Musings on another Hollywood actor-turned-governor aiming for the White House

By Adam J. Katz

While the nation is focused on the 2004 election, my sights are no longer on the here and now. In the wake of Feb. 22’s Meet the Press, I’m all about 2008. The big news from Russert-world that day was Ralph Nader’s decision to run as an independent. Nader’s announcement got the headlines but the more important news came from the other guest, Arnold Schwarzenegger, the Governor of California. Asked about an Orrin Hatch-backed constitutional amendment that would allow foreign-born, U.S. citizens who’ve lived here for more than 20 years to run for president, Schwarzenegger responded with enthusiastic support.

But, when asked about the possibility of a run for the White House sometime down the road, the Governator responded by stating: “I have no idea. I’ll tell you that I’m so busy with our state.” This is, of course, the standard non-denial denial that is the mark of every Presidential candidate in-waiting. While some may be tempted to ridicule Arnold’s ambition or laugh at it as some stupid joke on a slow-news Sunday, if the amendment passes and Arnold runs, I’d support him. Heck, he just might win.

Arnold has a great issue profile. He is fiscally conservative, strong on defense, yet socially liberal. He’s a Republican not beholden to the religious right. Literally and figuratively, he’s the type of Republican even a Kennedy-liberal could love. He’s the governor of a large state with complicated problems similar to those at the national level. Those dismissing him because of a perceived lack of experience should consider that in ’08, Schwarzenegger will have been governor of California for five years. President Bush was only governor of Texas for six before being elected—and former Democratic Presidential hopeful John Edwards is only a one-term Senator.

Schwarzenegger is an ideal candidate. He’s got widespread name recognition, a wife well-schooled in public relations, a considerable personal fortune to help finance his campaign and for those ladies swayed by John Edwards’ sex appeal, the tanned and chiseled Arnold—a seven-time Mr. Universe—would surely be attractive. As President Bush scrambles to woo Hispanic voters, the nation’s fastest growing demographic, Republicans should recall that despite running against a Latino candidate. Schwarzenegger managed to capture nearly a third of the Hispanic vote.

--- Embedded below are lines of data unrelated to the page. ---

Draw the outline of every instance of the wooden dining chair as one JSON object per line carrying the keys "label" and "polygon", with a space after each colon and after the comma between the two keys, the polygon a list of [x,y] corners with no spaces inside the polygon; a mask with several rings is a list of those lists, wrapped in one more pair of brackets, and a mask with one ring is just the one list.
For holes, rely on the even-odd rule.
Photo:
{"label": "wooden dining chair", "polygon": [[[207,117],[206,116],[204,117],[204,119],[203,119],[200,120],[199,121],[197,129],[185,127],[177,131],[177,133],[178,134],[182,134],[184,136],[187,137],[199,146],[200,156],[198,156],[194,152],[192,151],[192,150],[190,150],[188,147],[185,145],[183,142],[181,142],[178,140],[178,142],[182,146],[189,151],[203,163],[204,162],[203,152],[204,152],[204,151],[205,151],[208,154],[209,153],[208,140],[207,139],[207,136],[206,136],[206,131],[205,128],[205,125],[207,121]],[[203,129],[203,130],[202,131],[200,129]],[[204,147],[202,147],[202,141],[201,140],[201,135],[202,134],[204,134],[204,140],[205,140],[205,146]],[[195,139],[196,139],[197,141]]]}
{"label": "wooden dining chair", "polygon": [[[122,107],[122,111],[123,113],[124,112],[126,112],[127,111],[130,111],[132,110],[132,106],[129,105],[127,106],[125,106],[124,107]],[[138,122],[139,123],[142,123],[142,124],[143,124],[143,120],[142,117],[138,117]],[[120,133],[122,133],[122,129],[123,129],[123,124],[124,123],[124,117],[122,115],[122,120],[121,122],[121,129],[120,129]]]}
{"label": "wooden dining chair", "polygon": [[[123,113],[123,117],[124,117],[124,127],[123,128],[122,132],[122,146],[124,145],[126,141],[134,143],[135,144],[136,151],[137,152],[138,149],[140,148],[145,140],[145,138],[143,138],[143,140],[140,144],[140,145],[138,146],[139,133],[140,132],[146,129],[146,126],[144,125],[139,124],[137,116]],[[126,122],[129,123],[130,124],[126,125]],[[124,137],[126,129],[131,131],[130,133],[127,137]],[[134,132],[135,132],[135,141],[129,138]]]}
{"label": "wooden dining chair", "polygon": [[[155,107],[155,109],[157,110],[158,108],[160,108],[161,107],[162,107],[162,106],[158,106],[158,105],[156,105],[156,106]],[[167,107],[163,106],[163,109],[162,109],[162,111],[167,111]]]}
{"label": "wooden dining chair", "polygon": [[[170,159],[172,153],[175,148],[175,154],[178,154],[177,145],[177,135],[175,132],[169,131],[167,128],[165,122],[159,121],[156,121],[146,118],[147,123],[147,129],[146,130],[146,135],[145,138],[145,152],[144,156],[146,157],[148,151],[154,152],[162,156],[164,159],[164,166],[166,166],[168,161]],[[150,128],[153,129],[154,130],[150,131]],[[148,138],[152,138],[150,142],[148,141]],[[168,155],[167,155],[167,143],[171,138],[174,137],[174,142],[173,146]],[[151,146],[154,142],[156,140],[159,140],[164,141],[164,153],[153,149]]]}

And let’s not forget what happened last time when Republicans put a little faith in an actor-turned-California-politician. They were richly rewarded with the White House for three consecutive terms. So to those Republicans waiting on the sidelines this primary season, join me in thinking ahead to ’08. If you’re smart, you’ll ignore Condi, disregard Jeb, leave Frist in the Senate and go with Arnold for America.

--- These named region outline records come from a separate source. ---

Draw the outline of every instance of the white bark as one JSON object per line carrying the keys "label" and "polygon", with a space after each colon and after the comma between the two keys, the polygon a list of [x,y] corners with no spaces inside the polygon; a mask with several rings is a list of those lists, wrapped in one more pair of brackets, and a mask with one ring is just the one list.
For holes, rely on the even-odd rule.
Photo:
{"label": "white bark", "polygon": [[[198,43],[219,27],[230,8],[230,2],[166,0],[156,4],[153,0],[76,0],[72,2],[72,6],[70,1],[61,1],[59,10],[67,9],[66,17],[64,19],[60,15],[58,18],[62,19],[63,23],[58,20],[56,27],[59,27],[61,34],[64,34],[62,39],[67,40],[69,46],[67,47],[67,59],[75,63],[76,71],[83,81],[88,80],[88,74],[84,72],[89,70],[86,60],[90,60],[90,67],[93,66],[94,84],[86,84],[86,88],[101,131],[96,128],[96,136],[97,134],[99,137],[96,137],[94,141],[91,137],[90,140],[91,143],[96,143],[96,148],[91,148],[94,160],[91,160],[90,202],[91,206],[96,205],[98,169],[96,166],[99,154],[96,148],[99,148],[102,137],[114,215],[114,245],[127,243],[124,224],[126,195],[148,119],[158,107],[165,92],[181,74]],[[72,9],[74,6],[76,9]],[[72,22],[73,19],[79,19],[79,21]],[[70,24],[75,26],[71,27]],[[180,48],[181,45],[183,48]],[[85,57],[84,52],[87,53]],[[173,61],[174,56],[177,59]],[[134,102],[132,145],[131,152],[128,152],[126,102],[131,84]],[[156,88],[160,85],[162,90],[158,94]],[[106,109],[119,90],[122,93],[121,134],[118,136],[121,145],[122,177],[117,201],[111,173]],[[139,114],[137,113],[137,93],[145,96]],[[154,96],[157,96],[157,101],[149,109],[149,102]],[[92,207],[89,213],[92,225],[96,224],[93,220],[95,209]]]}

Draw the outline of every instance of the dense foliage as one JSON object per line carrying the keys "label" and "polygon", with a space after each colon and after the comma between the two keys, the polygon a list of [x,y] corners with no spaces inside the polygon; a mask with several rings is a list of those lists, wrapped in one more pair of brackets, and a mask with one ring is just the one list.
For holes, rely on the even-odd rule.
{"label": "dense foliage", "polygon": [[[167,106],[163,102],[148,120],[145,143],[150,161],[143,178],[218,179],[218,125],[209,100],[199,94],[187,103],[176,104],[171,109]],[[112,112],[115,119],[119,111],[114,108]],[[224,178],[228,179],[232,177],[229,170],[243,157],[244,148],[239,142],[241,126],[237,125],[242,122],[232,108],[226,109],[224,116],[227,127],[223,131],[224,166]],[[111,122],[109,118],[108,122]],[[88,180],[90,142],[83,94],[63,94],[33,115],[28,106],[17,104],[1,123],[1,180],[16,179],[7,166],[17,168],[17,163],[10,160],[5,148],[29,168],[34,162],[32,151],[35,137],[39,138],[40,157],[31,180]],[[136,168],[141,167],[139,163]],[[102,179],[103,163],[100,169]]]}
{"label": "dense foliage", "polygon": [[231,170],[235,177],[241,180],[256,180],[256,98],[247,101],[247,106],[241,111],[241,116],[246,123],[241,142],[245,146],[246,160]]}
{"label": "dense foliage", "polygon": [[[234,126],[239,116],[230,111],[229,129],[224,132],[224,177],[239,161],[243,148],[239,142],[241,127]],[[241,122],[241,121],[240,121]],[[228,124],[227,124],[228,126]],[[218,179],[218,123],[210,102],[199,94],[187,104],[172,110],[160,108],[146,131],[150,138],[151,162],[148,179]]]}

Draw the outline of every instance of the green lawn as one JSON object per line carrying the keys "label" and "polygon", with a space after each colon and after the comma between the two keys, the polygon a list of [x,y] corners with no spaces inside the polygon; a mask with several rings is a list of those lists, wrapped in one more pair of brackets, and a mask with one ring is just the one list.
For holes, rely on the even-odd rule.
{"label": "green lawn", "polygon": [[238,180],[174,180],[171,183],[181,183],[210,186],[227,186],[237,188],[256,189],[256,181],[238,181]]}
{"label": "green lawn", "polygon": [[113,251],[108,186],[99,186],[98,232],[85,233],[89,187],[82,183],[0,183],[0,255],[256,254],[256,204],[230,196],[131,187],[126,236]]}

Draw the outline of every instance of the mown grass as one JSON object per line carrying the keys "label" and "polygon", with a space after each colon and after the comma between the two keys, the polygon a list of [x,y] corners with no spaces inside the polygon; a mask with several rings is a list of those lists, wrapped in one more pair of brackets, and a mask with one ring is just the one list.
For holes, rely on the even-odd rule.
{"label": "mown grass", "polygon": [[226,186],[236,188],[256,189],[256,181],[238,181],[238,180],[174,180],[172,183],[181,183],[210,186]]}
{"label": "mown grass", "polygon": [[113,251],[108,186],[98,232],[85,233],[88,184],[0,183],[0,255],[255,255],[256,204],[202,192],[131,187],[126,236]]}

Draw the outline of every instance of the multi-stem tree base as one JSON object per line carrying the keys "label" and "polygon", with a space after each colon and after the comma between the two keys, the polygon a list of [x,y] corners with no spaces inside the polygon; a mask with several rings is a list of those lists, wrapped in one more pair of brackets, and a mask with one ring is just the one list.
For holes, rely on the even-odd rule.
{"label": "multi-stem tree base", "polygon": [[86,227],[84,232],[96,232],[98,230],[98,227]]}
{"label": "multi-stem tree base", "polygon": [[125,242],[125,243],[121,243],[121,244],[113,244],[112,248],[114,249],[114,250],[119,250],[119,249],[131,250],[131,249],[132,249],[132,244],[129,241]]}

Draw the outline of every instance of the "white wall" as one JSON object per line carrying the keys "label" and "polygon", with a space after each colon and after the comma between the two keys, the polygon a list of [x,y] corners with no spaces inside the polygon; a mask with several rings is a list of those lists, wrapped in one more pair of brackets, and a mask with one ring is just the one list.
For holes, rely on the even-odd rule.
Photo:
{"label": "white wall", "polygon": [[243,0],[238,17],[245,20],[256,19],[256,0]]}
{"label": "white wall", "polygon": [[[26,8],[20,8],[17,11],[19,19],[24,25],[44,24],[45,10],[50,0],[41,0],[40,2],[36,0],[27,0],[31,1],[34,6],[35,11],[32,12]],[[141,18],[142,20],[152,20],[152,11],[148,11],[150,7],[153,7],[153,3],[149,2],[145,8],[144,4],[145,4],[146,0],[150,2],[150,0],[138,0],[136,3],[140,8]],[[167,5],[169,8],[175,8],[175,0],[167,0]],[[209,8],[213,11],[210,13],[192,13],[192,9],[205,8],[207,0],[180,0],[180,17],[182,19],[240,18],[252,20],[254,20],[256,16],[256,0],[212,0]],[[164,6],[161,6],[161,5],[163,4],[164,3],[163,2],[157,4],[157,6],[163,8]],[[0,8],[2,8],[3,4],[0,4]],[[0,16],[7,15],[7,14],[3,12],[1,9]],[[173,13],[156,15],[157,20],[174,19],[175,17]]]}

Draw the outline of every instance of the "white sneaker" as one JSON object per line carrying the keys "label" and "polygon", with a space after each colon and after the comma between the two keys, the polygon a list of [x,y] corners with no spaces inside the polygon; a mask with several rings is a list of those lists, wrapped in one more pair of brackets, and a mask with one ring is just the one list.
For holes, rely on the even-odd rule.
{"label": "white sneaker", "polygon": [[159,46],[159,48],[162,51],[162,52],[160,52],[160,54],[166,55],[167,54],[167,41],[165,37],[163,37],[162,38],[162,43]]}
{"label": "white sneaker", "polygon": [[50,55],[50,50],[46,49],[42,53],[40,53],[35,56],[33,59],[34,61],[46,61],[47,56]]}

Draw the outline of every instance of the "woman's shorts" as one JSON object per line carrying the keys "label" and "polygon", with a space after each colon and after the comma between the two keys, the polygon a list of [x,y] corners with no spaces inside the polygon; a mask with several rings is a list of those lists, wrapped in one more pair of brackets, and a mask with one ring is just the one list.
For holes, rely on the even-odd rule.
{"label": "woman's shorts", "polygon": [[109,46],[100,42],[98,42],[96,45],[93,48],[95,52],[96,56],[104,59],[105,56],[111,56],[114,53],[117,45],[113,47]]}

Of course, this is all wishful thinking. The Hatch Amendment most likely isn’t going anywhere; and there are probably too many skeletons in Arnold’s awfully big closet for him to mount any serious effort for the White House anyway. Arnold, however, shouldn’t be ignored.

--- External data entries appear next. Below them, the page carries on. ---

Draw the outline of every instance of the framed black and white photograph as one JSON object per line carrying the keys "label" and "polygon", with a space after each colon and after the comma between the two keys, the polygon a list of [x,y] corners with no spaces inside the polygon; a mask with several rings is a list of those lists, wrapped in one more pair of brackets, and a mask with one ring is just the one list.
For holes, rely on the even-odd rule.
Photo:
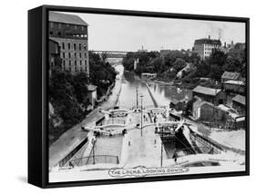
{"label": "framed black and white photograph", "polygon": [[249,175],[249,18],[30,10],[28,181]]}

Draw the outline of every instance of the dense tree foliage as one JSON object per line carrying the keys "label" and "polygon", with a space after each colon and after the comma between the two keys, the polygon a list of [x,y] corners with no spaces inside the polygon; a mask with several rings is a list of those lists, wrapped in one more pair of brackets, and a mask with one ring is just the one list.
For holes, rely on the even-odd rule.
{"label": "dense tree foliage", "polygon": [[[239,57],[240,56],[240,57]],[[137,69],[134,70],[134,61],[138,58]],[[182,72],[182,78],[177,73],[189,63],[195,68],[189,73]],[[230,53],[224,53],[214,50],[211,55],[201,60],[196,53],[189,54],[186,51],[170,51],[164,55],[159,53],[129,53],[123,60],[126,70],[134,71],[137,74],[141,73],[157,73],[162,80],[179,80],[185,82],[196,83],[199,78],[205,77],[220,81],[224,71],[238,72],[245,76],[245,54],[235,57]]]}
{"label": "dense tree foliage", "polygon": [[[77,124],[87,114],[87,84],[97,86],[97,96],[104,95],[116,79],[117,73],[98,54],[89,53],[90,77],[86,73],[71,74],[56,65],[49,77],[48,98],[54,108],[53,118],[60,118],[61,125],[55,126],[49,120],[49,141],[55,141],[62,133]],[[59,62],[61,63],[61,61]]]}
{"label": "dense tree foliage", "polygon": [[115,82],[117,72],[109,63],[105,63],[97,53],[90,52],[89,60],[90,82],[97,86],[97,95],[102,96],[108,86]]}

Even more so than George W. Bush, he is amply prepared to revolutionize the GOP, while many Republicans are still seeking to turn back the clock. In the long arc of the American political tradition, Arnold’s social liberalism is destined to prevail. He has already abandoned all opposition to abortion, homosexual “marriage” and gun control. A few years from now, it’s quite possible that the governor will be universally admired for his courage and foresight. To have any chance of winning future elections, Republicans must appeal beyond their evangelical base—they must learn to love and emulate the Terminator.

Adam J. Katz ’07, a Crimson editorial comper lives in Pennypacker Hall.